Tue Jan 08 2013, 03:55AM

Registered Member #9130 Joined: Sat Dec 29 2012, 03:31PM
Location:
Posts: 17

Hello everyone, I have a basic question about capacitor operation. If I have several capacitors in a bank connected to an AC circuit (in series, parallel or any combination thereof), will the total stored energy ever be more than the energy input from the source. I know that if capacitors are combined in series their voltage rating increases, but logically I want to say that the total stored energy can't equal more than the input... however I think there must be a way to either prove or disprove my possibly faulty logic with math :)

Thank you!

HvH

radiotech

Tue Jan 08 2013, 07:34AM

Registered Member #2463 Joined: Wed Nov 11 2009, 03:49AM
Location:
Posts: 1546

Firstly. The theoretical answer assumes that everything in the circuit has
no electrical resistance.

The capacitor connected to the AC circuit stores no energy averaged over
a period of time. It does displace the voltage wave from the current wave.
At any time there will be a current flow. (amps) and a voltage (volt)
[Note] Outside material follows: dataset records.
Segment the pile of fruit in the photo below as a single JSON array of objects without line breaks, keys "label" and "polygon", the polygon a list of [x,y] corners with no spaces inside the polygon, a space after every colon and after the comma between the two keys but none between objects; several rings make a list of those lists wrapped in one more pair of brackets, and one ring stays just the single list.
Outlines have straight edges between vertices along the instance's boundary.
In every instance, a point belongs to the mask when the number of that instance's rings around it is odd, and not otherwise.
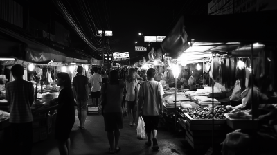
[{"label": "pile of fruit", "polygon": [[[193,119],[212,119],[213,118],[211,107],[187,108],[184,111]],[[229,112],[222,105],[215,106],[213,110],[213,118],[217,120],[226,119],[224,114]]]}]

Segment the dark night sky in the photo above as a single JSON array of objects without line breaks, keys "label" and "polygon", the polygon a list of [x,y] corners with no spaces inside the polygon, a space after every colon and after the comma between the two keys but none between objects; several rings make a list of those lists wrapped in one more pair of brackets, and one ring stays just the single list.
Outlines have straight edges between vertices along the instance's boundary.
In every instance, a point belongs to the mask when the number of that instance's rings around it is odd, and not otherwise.
[{"label": "dark night sky", "polygon": [[[24,1],[15,0],[23,3]],[[132,57],[141,54],[134,52],[135,41],[143,43],[138,35],[166,35],[175,24],[184,15],[207,15],[208,3],[211,0],[164,0],[164,1],[123,1],[123,0],[61,0],[89,38],[93,37],[89,32],[85,17],[82,14],[84,6],[89,10],[94,24],[98,28],[113,31],[109,37],[113,52],[129,51]],[[82,7],[80,6],[82,3]],[[52,17],[64,24],[71,30],[73,46],[84,49],[84,42],[79,38],[72,28],[62,18],[53,0],[29,0],[30,15],[44,23],[49,21],[49,10],[55,13]],[[75,15],[73,15],[73,13]],[[91,24],[93,25],[92,22]],[[67,25],[67,26],[66,26]],[[93,28],[94,30],[94,28]],[[95,30],[94,30],[95,31]],[[95,33],[95,32],[94,32]],[[93,39],[96,42],[95,39]],[[159,45],[159,42],[154,43]]]}]

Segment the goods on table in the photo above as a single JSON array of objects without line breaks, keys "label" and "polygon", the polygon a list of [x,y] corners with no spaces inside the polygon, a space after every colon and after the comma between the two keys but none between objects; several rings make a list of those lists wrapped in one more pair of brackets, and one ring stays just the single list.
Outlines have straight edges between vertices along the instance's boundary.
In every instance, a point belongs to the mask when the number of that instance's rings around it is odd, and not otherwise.
[{"label": "goods on table", "polygon": [[[184,95],[176,95],[177,101],[186,101],[186,100],[190,100],[190,99],[186,98],[186,96]],[[165,98],[163,98],[163,101],[165,101],[166,102],[175,102],[175,95],[168,95]]]},{"label": "goods on table", "polygon": [[[193,119],[212,119],[213,113],[211,107],[188,108],[184,109]],[[214,119],[226,119],[224,114],[229,111],[222,105],[214,108]]]}]

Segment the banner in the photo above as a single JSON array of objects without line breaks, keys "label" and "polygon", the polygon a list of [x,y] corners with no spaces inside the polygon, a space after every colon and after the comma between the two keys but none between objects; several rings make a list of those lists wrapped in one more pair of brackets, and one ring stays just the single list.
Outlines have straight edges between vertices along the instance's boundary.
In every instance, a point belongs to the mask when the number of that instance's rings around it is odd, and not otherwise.
[{"label": "banner", "polygon": [[139,51],[146,51],[147,48],[143,46],[134,46],[134,51],[139,52]]},{"label": "banner", "polygon": [[115,52],[113,53],[113,61],[126,61],[129,59],[129,52]]},{"label": "banner", "polygon": [[91,65],[102,66],[102,60],[91,58]]}]

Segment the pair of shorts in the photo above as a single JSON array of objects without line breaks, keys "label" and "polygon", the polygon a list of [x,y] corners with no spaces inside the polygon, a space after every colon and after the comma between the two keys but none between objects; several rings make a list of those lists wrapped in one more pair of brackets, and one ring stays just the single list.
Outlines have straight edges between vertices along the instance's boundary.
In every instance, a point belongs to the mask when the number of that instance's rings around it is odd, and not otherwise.
[{"label": "pair of shorts", "polygon": [[126,108],[127,111],[130,112],[132,111],[138,111],[138,104],[136,104],[136,101],[126,101]]},{"label": "pair of shorts", "polygon": [[113,131],[123,128],[122,113],[104,113],[105,131]]},{"label": "pair of shorts", "polygon": [[143,116],[146,133],[151,133],[151,131],[158,130],[159,120],[159,116]]},{"label": "pair of shorts", "polygon": [[100,98],[100,91],[92,92],[91,91],[91,98]]},{"label": "pair of shorts", "polygon": [[82,111],[87,111],[87,100],[77,100],[77,110]]}]

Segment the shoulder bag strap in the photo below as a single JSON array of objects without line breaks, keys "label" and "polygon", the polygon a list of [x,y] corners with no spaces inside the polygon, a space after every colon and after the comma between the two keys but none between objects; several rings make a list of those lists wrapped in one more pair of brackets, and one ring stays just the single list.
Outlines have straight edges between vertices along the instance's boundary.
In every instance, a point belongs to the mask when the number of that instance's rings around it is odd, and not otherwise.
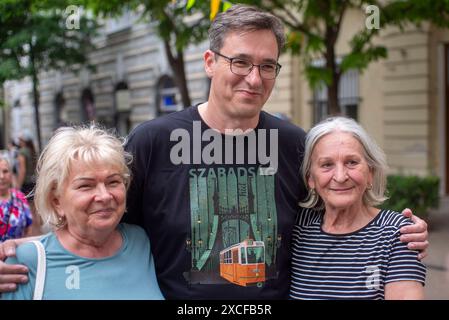
[{"label": "shoulder bag strap", "polygon": [[44,245],[40,241],[31,241],[37,249],[36,283],[34,285],[33,300],[42,300],[45,285],[46,258]]}]

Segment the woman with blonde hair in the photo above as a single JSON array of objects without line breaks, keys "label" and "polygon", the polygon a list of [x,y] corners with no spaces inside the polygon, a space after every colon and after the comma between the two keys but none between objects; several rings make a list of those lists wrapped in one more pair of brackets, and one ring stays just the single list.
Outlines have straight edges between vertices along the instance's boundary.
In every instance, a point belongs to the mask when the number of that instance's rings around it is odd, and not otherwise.
[{"label": "woman with blonde hair", "polygon": [[[145,231],[119,224],[125,212],[131,156],[95,126],[63,127],[37,165],[35,204],[53,231],[41,237],[47,261],[43,299],[163,299]],[[32,299],[38,253],[24,243],[16,258],[29,282],[3,299]]]}]

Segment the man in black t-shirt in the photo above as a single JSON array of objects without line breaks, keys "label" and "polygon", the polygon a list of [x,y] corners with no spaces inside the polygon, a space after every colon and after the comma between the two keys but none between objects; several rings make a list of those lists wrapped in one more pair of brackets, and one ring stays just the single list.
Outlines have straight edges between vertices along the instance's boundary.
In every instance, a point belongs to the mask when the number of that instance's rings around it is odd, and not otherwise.
[{"label": "man in black t-shirt", "polygon": [[147,231],[167,299],[287,298],[305,132],[262,111],[284,31],[273,15],[236,5],[209,38],[208,101],[129,136],[125,220]]}]

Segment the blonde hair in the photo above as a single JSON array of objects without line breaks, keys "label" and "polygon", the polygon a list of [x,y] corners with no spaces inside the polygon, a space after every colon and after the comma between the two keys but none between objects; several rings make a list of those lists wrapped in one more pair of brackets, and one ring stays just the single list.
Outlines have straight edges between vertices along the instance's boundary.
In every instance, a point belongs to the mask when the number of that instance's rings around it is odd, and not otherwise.
[{"label": "blonde hair", "polygon": [[344,117],[332,117],[325,119],[315,125],[306,136],[306,147],[304,160],[301,167],[301,174],[308,189],[308,195],[300,205],[305,208],[323,209],[324,203],[320,196],[308,187],[310,168],[312,166],[312,152],[318,141],[333,132],[346,132],[351,134],[363,147],[363,155],[373,174],[372,188],[367,189],[363,194],[363,204],[375,206],[384,202],[387,197],[385,190],[387,186],[387,160],[385,153],[368,135],[368,133],[353,119]]},{"label": "blonde hair", "polygon": [[73,161],[86,164],[100,163],[117,167],[126,188],[131,176],[128,165],[132,156],[125,152],[123,139],[99,128],[95,124],[59,128],[42,151],[37,163],[34,201],[44,224],[62,227],[52,205],[55,194],[68,179]]}]

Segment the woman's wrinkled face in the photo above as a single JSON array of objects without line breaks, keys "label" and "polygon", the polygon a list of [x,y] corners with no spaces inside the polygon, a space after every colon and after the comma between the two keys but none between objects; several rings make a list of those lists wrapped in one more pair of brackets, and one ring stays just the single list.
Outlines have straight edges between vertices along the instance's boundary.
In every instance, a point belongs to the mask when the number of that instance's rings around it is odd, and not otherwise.
[{"label": "woman's wrinkled face", "polygon": [[12,172],[8,163],[0,160],[0,195],[6,195],[12,183]]},{"label": "woman's wrinkled face", "polygon": [[326,207],[361,206],[363,194],[372,181],[363,146],[351,134],[336,131],[317,142],[312,151],[308,184]]},{"label": "woman's wrinkled face", "polygon": [[53,199],[67,228],[85,235],[113,231],[125,212],[126,187],[115,166],[73,161],[70,174]]}]

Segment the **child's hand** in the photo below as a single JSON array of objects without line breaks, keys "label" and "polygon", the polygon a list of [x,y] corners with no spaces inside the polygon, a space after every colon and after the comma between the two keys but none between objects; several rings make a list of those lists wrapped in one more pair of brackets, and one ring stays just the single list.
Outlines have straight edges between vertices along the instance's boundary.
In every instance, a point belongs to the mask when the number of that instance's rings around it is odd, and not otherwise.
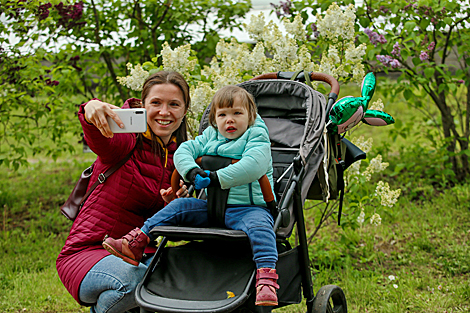
[{"label": "child's hand", "polygon": [[195,167],[186,174],[186,178],[189,180],[189,182],[194,184],[197,175],[199,175],[201,178],[207,176],[200,167]]},{"label": "child's hand", "polygon": [[219,177],[217,176],[216,172],[209,172],[204,171],[207,177],[202,177],[201,175],[197,174],[194,180],[194,187],[196,189],[203,189],[206,187],[220,187]]},{"label": "child's hand", "polygon": [[[177,198],[188,197],[189,196],[188,188],[186,187],[186,185],[184,184],[182,180],[180,180],[180,187],[181,188],[178,189],[178,191],[176,192],[176,197]],[[168,189],[160,189],[160,195],[162,196],[163,201],[165,201],[166,203],[170,203],[171,201],[175,199],[173,195],[173,188],[171,187],[168,187]]]},{"label": "child's hand", "polygon": [[[209,173],[209,171],[206,171],[206,173]],[[196,188],[197,190],[204,189],[209,186],[210,183],[211,179],[209,178],[209,174],[207,174],[207,177],[202,177],[201,175],[196,174],[196,177],[194,179],[194,188]]]}]

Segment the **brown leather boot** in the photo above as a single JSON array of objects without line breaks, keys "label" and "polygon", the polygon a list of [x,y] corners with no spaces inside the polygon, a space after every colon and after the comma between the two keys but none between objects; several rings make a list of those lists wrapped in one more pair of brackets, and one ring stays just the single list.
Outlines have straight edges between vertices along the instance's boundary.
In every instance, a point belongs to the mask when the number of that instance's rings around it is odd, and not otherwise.
[{"label": "brown leather boot", "polygon": [[256,273],[256,305],[276,306],[279,289],[278,275],[274,268],[259,268]]},{"label": "brown leather boot", "polygon": [[103,240],[103,247],[109,253],[123,259],[127,263],[139,266],[144,249],[149,242],[150,238],[139,228],[136,228],[117,240],[106,235]]}]

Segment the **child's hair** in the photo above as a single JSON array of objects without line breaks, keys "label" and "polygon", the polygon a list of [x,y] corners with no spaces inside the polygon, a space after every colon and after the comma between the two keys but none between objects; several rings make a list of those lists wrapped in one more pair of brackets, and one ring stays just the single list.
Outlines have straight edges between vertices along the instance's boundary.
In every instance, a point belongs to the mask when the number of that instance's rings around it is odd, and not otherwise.
[{"label": "child's hair", "polygon": [[212,98],[211,110],[209,112],[209,123],[217,128],[215,113],[217,109],[232,108],[235,98],[239,98],[243,106],[248,111],[248,126],[252,126],[256,120],[256,104],[253,96],[245,89],[238,86],[225,86],[217,90]]}]

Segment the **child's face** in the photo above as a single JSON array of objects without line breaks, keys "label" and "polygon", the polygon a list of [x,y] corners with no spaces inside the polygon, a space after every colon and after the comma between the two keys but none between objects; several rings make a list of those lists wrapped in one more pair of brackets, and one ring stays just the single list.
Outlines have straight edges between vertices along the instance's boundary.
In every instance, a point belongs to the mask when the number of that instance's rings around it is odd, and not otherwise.
[{"label": "child's face", "polygon": [[227,139],[237,139],[248,128],[248,110],[237,97],[231,108],[218,108],[215,121],[220,134]]}]

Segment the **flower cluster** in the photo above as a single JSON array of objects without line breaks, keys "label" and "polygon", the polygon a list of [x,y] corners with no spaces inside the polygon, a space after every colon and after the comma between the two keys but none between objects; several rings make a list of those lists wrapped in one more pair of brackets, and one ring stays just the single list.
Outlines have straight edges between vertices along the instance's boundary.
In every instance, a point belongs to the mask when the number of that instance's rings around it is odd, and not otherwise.
[{"label": "flower cluster", "polygon": [[435,43],[434,41],[432,41],[432,42],[429,44],[427,50],[422,50],[422,51],[421,51],[421,53],[420,53],[420,55],[419,55],[419,59],[420,59],[421,61],[428,60],[428,59],[429,59],[428,51],[429,51],[429,52],[432,52],[435,47],[436,47],[436,43]]},{"label": "flower cluster", "polygon": [[56,4],[54,8],[60,15],[59,21],[57,22],[58,26],[62,26],[65,29],[72,29],[76,26],[86,24],[86,22],[78,22],[83,15],[83,1],[70,5],[64,5],[63,2],[60,2]]},{"label": "flower cluster", "polygon": [[[288,6],[289,1],[285,5]],[[287,8],[287,7],[286,7]],[[145,62],[144,68],[128,65],[130,76],[119,77],[118,81],[133,90],[141,90],[150,69],[174,70],[180,72],[191,86],[192,112],[196,118],[210,103],[214,91],[225,85],[234,85],[262,73],[276,71],[315,71],[330,74],[336,79],[361,83],[364,77],[362,59],[366,45],[356,47],[354,43],[355,9],[351,5],[344,12],[336,5],[330,6],[325,16],[320,17],[317,25],[318,36],[328,41],[328,52],[321,60],[312,58],[313,47],[308,42],[307,26],[300,15],[292,22],[284,18],[285,33],[270,21],[266,23],[263,13],[252,15],[249,24],[244,24],[255,45],[249,46],[221,39],[216,46],[216,54],[209,65],[200,73],[194,74],[197,58],[191,57],[191,46],[185,45],[171,49],[165,43],[161,50],[162,66]],[[332,24],[333,23],[333,24]],[[352,69],[352,70],[350,70]],[[351,73],[352,72],[352,73]],[[197,77],[197,78],[196,78]],[[200,82],[204,77],[204,83]]]},{"label": "flower cluster", "polygon": [[145,71],[140,64],[137,64],[134,67],[131,63],[127,63],[127,70],[130,72],[130,75],[126,77],[118,77],[117,81],[127,88],[141,91],[145,79],[149,76],[149,72]]},{"label": "flower cluster", "polygon": [[[212,89],[209,83],[198,82],[197,86],[191,86],[191,111],[203,112],[212,101],[216,89]],[[197,120],[195,121],[197,123]]]},{"label": "flower cluster", "polygon": [[377,32],[370,30],[369,28],[364,29],[364,33],[369,37],[370,42],[377,47],[377,44],[385,44],[387,43],[387,39],[382,34],[378,34]]},{"label": "flower cluster", "polygon": [[325,16],[317,14],[318,31],[326,39],[333,42],[353,41],[355,19],[356,9],[352,4],[343,12],[336,3],[333,3],[326,11]]},{"label": "flower cluster", "polygon": [[189,77],[189,73],[194,70],[197,64],[197,60],[190,60],[189,58],[191,55],[190,44],[179,46],[173,50],[170,48],[170,45],[165,42],[162,47],[161,55],[163,70],[179,72],[186,78]]},{"label": "flower cluster", "polygon": [[388,183],[379,181],[375,189],[375,195],[380,198],[380,204],[386,207],[393,207],[400,196],[401,189],[390,190]]},{"label": "flower cluster", "polygon": [[400,56],[400,51],[401,51],[401,47],[400,47],[400,44],[398,43],[398,41],[393,45],[393,50],[391,52],[392,55],[396,56],[396,57],[399,57]]},{"label": "flower cluster", "polygon": [[50,4],[49,2],[38,6],[37,16],[40,21],[45,20],[46,18],[49,17],[49,9],[51,7],[52,7],[52,4]]},{"label": "flower cluster", "polygon": [[370,223],[375,226],[380,226],[380,224],[382,224],[382,218],[380,217],[378,213],[374,213],[370,217]]},{"label": "flower cluster", "polygon": [[291,14],[292,1],[291,0],[280,1],[279,5],[271,3],[271,6],[274,8],[274,11],[276,12],[277,17],[289,16]]}]

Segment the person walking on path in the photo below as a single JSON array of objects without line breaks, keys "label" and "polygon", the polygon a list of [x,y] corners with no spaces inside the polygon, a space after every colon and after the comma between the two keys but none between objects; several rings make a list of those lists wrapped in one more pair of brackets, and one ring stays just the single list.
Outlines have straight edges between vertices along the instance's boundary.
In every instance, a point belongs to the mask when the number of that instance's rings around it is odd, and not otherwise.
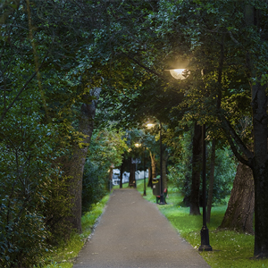
[{"label": "person walking on path", "polygon": [[161,214],[157,205],[136,189],[111,195],[89,241],[73,268],[209,268]]}]

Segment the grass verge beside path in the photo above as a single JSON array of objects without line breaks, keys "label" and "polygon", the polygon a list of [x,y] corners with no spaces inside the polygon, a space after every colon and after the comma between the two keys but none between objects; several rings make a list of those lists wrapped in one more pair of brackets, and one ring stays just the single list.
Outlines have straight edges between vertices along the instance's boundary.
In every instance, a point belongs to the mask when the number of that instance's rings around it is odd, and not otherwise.
[{"label": "grass verge beside path", "polygon": [[[143,195],[143,181],[138,181],[137,189]],[[200,230],[203,217],[189,215],[189,208],[183,207],[182,196],[177,188],[169,188],[168,205],[159,205],[159,210],[188,241],[194,248],[198,249],[201,242]],[[147,200],[155,203],[152,189],[147,188]],[[217,230],[221,224],[227,205],[218,205],[213,207],[209,229],[212,252],[199,252],[213,268],[268,268],[268,259],[253,259],[254,236],[230,230]],[[202,208],[200,210],[202,213]]]},{"label": "grass verge beside path", "polygon": [[[62,243],[57,248],[54,248],[46,256],[46,260],[50,264],[47,264],[44,268],[71,268],[73,266],[75,257],[92,232],[94,225],[97,218],[102,214],[109,197],[110,195],[105,196],[100,202],[93,205],[90,212],[82,216],[83,232],[81,234],[74,233],[70,240]],[[39,268],[39,266],[37,268]]]}]

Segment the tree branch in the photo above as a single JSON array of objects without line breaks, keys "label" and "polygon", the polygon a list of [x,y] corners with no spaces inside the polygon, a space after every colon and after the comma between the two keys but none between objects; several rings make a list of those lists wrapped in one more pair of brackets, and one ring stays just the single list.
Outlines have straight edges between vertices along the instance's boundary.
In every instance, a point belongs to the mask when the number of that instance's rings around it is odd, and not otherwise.
[{"label": "tree branch", "polygon": [[[230,146],[231,147],[231,150],[233,151],[236,157],[242,163],[247,164],[247,166],[252,166],[252,159],[254,157],[254,155],[251,151],[248,150],[248,148],[246,147],[246,145],[243,143],[243,141],[240,139],[240,138],[238,136],[238,134],[235,132],[230,122],[226,118],[223,118],[222,121],[222,129],[225,131],[227,139],[230,143]],[[246,160],[237,150],[233,140],[236,142],[237,146],[241,149],[241,151],[245,154],[247,160]]]},{"label": "tree branch", "polygon": [[153,73],[153,74],[155,74],[155,75],[156,75],[156,76],[158,76],[158,77],[160,77],[162,79],[164,79],[164,77],[162,74],[160,74],[160,73],[155,71],[154,70],[147,67],[146,65],[144,65],[143,63],[139,63],[138,60],[136,60],[135,58],[133,58],[130,54],[127,54],[124,52],[123,52],[123,54],[125,54],[129,59],[132,60],[135,63],[137,63],[138,66],[140,66],[141,68],[145,69],[148,72],[151,72],[151,73]]},{"label": "tree branch", "polygon": [[[48,53],[47,53],[48,54]],[[33,74],[30,76],[30,78],[26,81],[26,83],[24,84],[24,86],[21,88],[21,90],[19,91],[19,93],[17,94],[17,96],[14,97],[14,99],[13,100],[13,102],[9,105],[9,106],[3,112],[2,116],[0,118],[0,123],[2,122],[2,121],[4,120],[5,114],[7,113],[7,112],[12,108],[12,106],[14,105],[15,101],[18,99],[18,97],[21,96],[21,94],[22,93],[22,91],[27,88],[27,86],[29,85],[29,83],[33,80],[33,78],[37,75],[37,73],[40,71],[42,64],[44,63],[47,54],[45,55],[39,68],[33,72]]]}]

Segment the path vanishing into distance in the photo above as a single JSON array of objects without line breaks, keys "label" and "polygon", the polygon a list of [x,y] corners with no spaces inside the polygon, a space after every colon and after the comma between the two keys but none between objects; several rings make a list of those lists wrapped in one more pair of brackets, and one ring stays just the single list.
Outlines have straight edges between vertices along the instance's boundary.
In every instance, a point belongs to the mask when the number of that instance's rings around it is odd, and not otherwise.
[{"label": "path vanishing into distance", "polygon": [[210,267],[136,189],[116,189],[73,268]]}]

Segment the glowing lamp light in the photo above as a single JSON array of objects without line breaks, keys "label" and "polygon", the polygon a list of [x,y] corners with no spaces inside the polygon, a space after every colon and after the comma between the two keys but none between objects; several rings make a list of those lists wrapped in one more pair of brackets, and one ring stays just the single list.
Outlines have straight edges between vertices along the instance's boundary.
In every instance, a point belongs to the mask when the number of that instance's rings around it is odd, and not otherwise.
[{"label": "glowing lamp light", "polygon": [[151,128],[153,128],[154,126],[155,126],[155,124],[152,124],[152,123],[147,124],[147,127],[148,129],[151,129]]},{"label": "glowing lamp light", "polygon": [[188,77],[188,73],[186,75],[186,69],[172,69],[169,70],[171,72],[171,75],[175,79],[175,80],[185,80]]}]

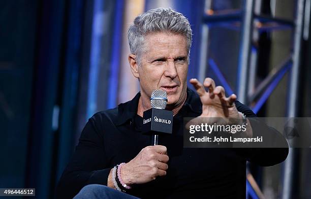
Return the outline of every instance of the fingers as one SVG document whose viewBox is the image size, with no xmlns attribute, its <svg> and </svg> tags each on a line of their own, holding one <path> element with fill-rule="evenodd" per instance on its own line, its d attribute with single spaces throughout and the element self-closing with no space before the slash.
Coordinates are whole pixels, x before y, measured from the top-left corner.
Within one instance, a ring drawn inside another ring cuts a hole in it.
<svg viewBox="0 0 311 199">
<path fill-rule="evenodd" d="M 213 93 L 214 89 L 215 89 L 215 86 L 216 86 L 215 84 L 215 82 L 212 79 L 209 77 L 205 78 L 203 84 L 204 86 L 208 88 L 208 91 L 210 93 Z"/>
<path fill-rule="evenodd" d="M 223 100 L 225 101 L 226 100 L 225 89 L 222 86 L 218 86 L 215 88 L 215 90 L 214 90 L 214 93 L 217 95 L 221 100 Z"/>
<path fill-rule="evenodd" d="M 157 153 L 160 154 L 167 153 L 166 147 L 162 145 L 149 146 L 146 147 L 147 150 L 154 150 Z"/>
<path fill-rule="evenodd" d="M 158 170 L 158 175 L 159 176 L 164 176 L 166 175 L 166 171 L 161 170 L 161 169 Z"/>
<path fill-rule="evenodd" d="M 158 162 L 157 167 L 158 167 L 159 169 L 164 171 L 166 171 L 168 169 L 167 164 L 160 162 Z"/>
<path fill-rule="evenodd" d="M 227 98 L 227 100 L 228 102 L 229 105 L 232 106 L 234 103 L 234 101 L 236 100 L 236 95 L 234 94 L 232 94 Z"/>
<path fill-rule="evenodd" d="M 169 156 L 164 154 L 159 154 L 157 158 L 160 162 L 164 163 L 167 162 L 169 159 Z"/>
<path fill-rule="evenodd" d="M 197 90 L 197 92 L 199 94 L 199 96 L 203 96 L 205 94 L 206 91 L 204 87 L 197 79 L 195 78 L 191 79 L 190 82 Z"/>
</svg>

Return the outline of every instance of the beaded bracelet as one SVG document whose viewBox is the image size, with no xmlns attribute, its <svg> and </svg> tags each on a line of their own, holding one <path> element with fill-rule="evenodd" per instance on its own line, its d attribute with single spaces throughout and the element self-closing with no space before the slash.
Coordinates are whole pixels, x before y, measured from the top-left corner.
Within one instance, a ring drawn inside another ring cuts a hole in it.
<svg viewBox="0 0 311 199">
<path fill-rule="evenodd" d="M 113 182 L 113 185 L 114 187 L 118 191 L 122 191 L 120 187 L 118 186 L 116 181 L 115 180 L 115 174 L 117 171 L 117 166 L 116 165 L 113 168 L 112 170 L 112 182 Z"/>
<path fill-rule="evenodd" d="M 125 162 L 122 162 L 120 164 L 118 165 L 118 169 L 117 170 L 117 175 L 118 178 L 118 180 L 120 181 L 120 183 L 121 183 L 121 184 L 122 185 L 122 186 L 123 187 L 125 188 L 127 188 L 128 189 L 130 189 L 131 188 L 132 188 L 132 187 L 128 185 L 127 185 L 126 184 L 125 184 L 124 183 L 124 182 L 122 180 L 122 178 L 121 178 L 121 169 L 122 168 L 122 167 L 125 164 Z"/>
</svg>

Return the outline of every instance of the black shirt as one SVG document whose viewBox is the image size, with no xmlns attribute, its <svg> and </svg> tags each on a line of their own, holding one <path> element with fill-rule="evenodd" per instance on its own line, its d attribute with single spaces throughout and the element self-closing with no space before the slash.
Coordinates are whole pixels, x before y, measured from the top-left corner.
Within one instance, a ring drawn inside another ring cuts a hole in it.
<svg viewBox="0 0 311 199">
<path fill-rule="evenodd" d="M 114 165 L 129 161 L 150 145 L 151 136 L 142 134 L 142 118 L 137 115 L 140 97 L 138 93 L 132 101 L 97 113 L 89 119 L 58 183 L 57 198 L 72 198 L 87 184 L 107 185 Z M 238 101 L 235 103 L 246 117 L 256 117 L 246 106 Z M 146 198 L 245 198 L 246 160 L 271 165 L 287 156 L 287 148 L 183 148 L 183 118 L 201 113 L 200 98 L 188 89 L 186 102 L 174 116 L 173 133 L 159 139 L 159 144 L 167 147 L 170 158 L 167 175 L 138 185 L 128 193 Z M 264 127 L 270 134 L 278 134 L 272 128 Z"/>
</svg>

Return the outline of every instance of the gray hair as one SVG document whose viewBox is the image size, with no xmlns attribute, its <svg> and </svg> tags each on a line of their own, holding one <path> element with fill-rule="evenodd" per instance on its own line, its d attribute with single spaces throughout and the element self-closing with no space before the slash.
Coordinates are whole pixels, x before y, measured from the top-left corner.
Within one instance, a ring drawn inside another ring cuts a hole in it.
<svg viewBox="0 0 311 199">
<path fill-rule="evenodd" d="M 140 65 L 142 53 L 146 51 L 145 36 L 161 32 L 184 36 L 189 57 L 192 41 L 192 30 L 189 21 L 182 14 L 171 8 L 159 8 L 150 10 L 137 17 L 128 31 L 131 53 L 136 55 L 138 65 Z"/>
</svg>

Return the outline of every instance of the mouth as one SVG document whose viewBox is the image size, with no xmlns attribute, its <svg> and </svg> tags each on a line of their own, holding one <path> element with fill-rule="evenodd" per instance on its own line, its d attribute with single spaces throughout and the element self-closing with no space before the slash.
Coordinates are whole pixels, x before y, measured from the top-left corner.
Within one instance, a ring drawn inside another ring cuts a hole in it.
<svg viewBox="0 0 311 199">
<path fill-rule="evenodd" d="M 172 93 L 175 92 L 177 91 L 178 86 L 177 85 L 174 86 L 161 86 L 161 88 L 165 90 L 167 93 Z"/>
</svg>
Their product would be zero, according the formula:

Current (amps) * voltage (volts) * Cos theta (the angle of displacement)
which is 90 degrees.

Capacitors in pracrical circuits have resistance, and they may appear to increase
the voltage of a circuit to which they are connected, which may be the root of your query.

Proud Mary

Tue Jan 08 2013, 09:44AM

Registered Member #543 Joined: Tue Feb 20 2007, 04:26PM
Location: UK
Posts: 4992

Any possible series and parallel combination of ideal capacitors will always behave as though it were a single capacitor, whose value we can calculate.

The 'working voltage' of a capacitor is the maximum potential difference that can be applied across it without significant risk of failure. This will depend upon the type and thickness of the dielectric (the insulating material between the plates, such as air, mica, polyester, polystyrene, PTFE, oiled paper, metal oxides, etc) and the temperature, amongst other things.

There is no 'free energy.' In the real world, you can never get out of a capacitor quite as much energy as was put in. There are always losses due to resistance, and the properties of the dielectric itself. Energy is not stored in the metal plates, but in the dielectric between them.

Dr. Slack

Tue Jan 08 2013, 05:08PM

Registered Member #72 Joined: Thu Feb 09 2006, 08:29AM
Location: UK St. Albans
Posts: 1659

You can't prove anything like that with logic or math straight-off. You either have to do a lifetime of experiments, or take a short-cut by believing the "Law of Conservation of Energy". All physicists and most people on this board do. There will always be a few nut-jobs who will give you an argument, but they don't build successful experiments.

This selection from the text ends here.